In choosing the estimator, the Pivotal Variable Method should be followed.
According to this method, the pivot statistic (or pivotal variable):
Must contain the parameter to be estimated in its expression;
Its sampling distribution (exact or approximate) must not depend on the parameter, nor on any other unknown quantity.
Case 1 — Normal population, \(\sigma\) known
Case 2 — Normal population, \(\sigma\) unknown
Consider a random sample \(X_1, X_2, \ldots, X_n\), \(n \in \mathbb{N}\), drawn from a population \(X\) with distribution \(N(\mu, \sigma)\), where \(\sigma\) is known.
\[\underbrace{\mu}_{\text{parameter}} \;\longrightarrow\; \underbrace{\bar{X}}_{\substack{\text{point} \\ \text{estimator}}} \;\longrightarrow\; \underbrace{Z = \dfrac{\bar{X} - \mu}{\sigma / \sqrt{n}} \sim N(0,1)}_{\text{pivot statistic}}\]
\[P\!\left(-z_{\alpha/2} < Z < z_{\alpha/2}\right) = 1 - \alpha\]
Confidence attributed to the interval: \((1 - \alpha) \times 100\%\)
\[P\!\left(-z_{\alpha/2} < Z < z_{\alpha/2}\right) = 1-\alpha\]
\[\Updownarrow\]
\[P\!\left(-z_{\alpha/2} < \frac{\bar{X}-\mu}{\sigma/\sqrt{n}} < z_{\alpha/2}\right) = 1-\alpha\]
\[\Updownarrow \quad \cdots\]
\[P\!\left(\underbrace{\bar{X} - z_{\alpha/2}\frac{\sigma}{\sqrt{n}}}_{T_1} < \mu < \underbrace{\bar{X} + z_{\alpha/2}\frac{\sigma}{\sqrt{n}}}_{T_2}\right) = 1-\alpha\]
The \((1-\alpha)\times 100\%\) confidence interval for \(\mu\) is:
\[\boxed{IC_{(1-\alpha)\times 100\%}(\mu) = \left(\bar{x} - z_{\alpha/2}\frac{\sigma}{\sqrt{n}},\; \bar{x} + z_{\alpha/2}\frac{\sigma}{\sqrt{n}}\right)}\]
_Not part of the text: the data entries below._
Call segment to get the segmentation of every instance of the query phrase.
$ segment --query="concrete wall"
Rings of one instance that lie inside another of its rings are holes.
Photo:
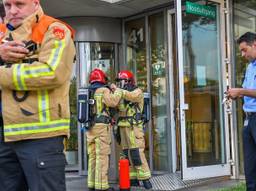
[[[76,41],[122,42],[121,19],[103,17],[61,18],[76,30]]]

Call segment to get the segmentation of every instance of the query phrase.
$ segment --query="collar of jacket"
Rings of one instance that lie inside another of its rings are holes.
[[[43,15],[43,9],[39,6],[38,10],[34,12],[32,15],[25,18],[18,28],[16,28],[13,31],[9,31],[12,32],[13,39],[30,39],[34,25],[37,24],[37,22],[41,19]]]

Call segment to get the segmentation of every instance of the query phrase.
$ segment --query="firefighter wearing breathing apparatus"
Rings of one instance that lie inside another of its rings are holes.
[[[111,117],[110,108],[116,107],[122,97],[122,91],[111,92],[107,84],[107,77],[100,69],[94,69],[90,74],[89,90],[92,90],[95,115],[91,127],[86,132],[89,155],[88,188],[90,191],[113,188],[108,184],[109,156],[111,152]]]
[[[145,140],[143,126],[144,95],[135,85],[134,76],[130,71],[120,71],[116,79],[117,86],[122,89],[122,100],[119,104],[117,125],[120,130],[123,154],[130,161],[130,181],[132,186],[143,182],[146,189],[151,189],[149,181],[150,169],[144,154]]]

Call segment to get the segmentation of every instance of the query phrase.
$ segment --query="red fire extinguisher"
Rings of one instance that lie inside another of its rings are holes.
[[[129,160],[119,160],[119,188],[120,191],[130,191]]]

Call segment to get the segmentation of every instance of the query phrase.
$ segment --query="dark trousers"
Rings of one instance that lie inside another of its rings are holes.
[[[63,137],[3,142],[0,127],[0,191],[65,191]]]
[[[247,191],[256,191],[256,114],[247,117],[243,129],[244,171]]]

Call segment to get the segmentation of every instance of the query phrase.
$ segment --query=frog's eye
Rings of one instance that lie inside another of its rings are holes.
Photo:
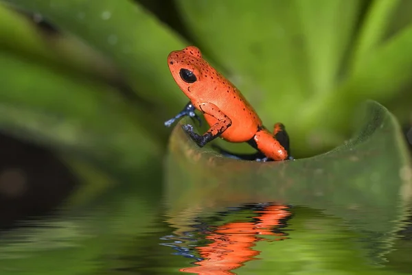
[[[187,69],[181,69],[180,75],[181,78],[187,83],[194,83],[197,80],[194,73]]]

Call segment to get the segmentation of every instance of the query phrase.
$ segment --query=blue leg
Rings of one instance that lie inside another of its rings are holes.
[[[196,110],[196,108],[194,108],[194,106],[193,106],[193,104],[192,104],[192,102],[189,101],[189,103],[187,104],[186,104],[186,106],[185,106],[185,108],[183,108],[183,110],[182,110],[174,117],[173,117],[172,119],[169,119],[167,121],[165,121],[165,126],[170,127],[172,124],[173,124],[173,123],[176,119],[179,119],[181,117],[185,117],[185,116],[189,116],[189,117],[190,117],[193,119],[197,119],[197,121],[199,121],[199,125],[202,125],[202,121],[201,120],[201,118],[199,117],[199,116],[198,116],[196,114],[196,112],[194,112],[195,110]]]

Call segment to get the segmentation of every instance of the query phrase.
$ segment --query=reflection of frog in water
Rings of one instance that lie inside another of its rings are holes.
[[[180,271],[198,274],[233,274],[230,270],[241,267],[260,254],[251,248],[256,241],[264,240],[263,236],[277,237],[274,239],[276,241],[287,239],[286,234],[274,228],[284,226],[285,219],[290,217],[287,207],[267,205],[260,208],[253,209],[258,215],[253,217],[252,222],[227,222],[212,228],[203,226],[201,234],[210,243],[196,248],[200,258],[190,253],[190,249],[175,246],[176,249],[181,250],[177,254],[197,261],[194,263],[197,266],[182,268]],[[187,239],[194,241],[193,235],[189,234],[192,237]],[[181,241],[181,238],[179,239]],[[199,240],[196,241],[198,243]]]

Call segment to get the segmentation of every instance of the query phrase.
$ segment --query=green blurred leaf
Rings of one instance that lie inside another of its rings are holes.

where \(t_1 = \bar{x} - z_{\alpha/2}\dfrac{\sigma}{\sqrt{n}}\) and \(t_2 = \bar{x} + z_{\alpha/2}\dfrac{\sigma}{\sqrt{n}}\) are the observed lower and upper bounds.
Different samples yield different values of \(\bar{x}\) and, consequently, different values of the bounds \(t_1\) and \(t_2\).
Therefore, those bounds are realizations of random variables \(T_1\) and \(T_2\), respectively.
The confidence interval is random — it varies from sample to sample. What we compute from our data is one particular realization of that random interval.
Correct Interpretation
If an infinite number of random samples of the same size were drawn, and a \((1-\alpha)\times 100\%\) confidence interval for \(\mu\) were computed from each sample, then \((1-\alpha)\times 100\%\) of those intervals would contain the true value of \(\mu\).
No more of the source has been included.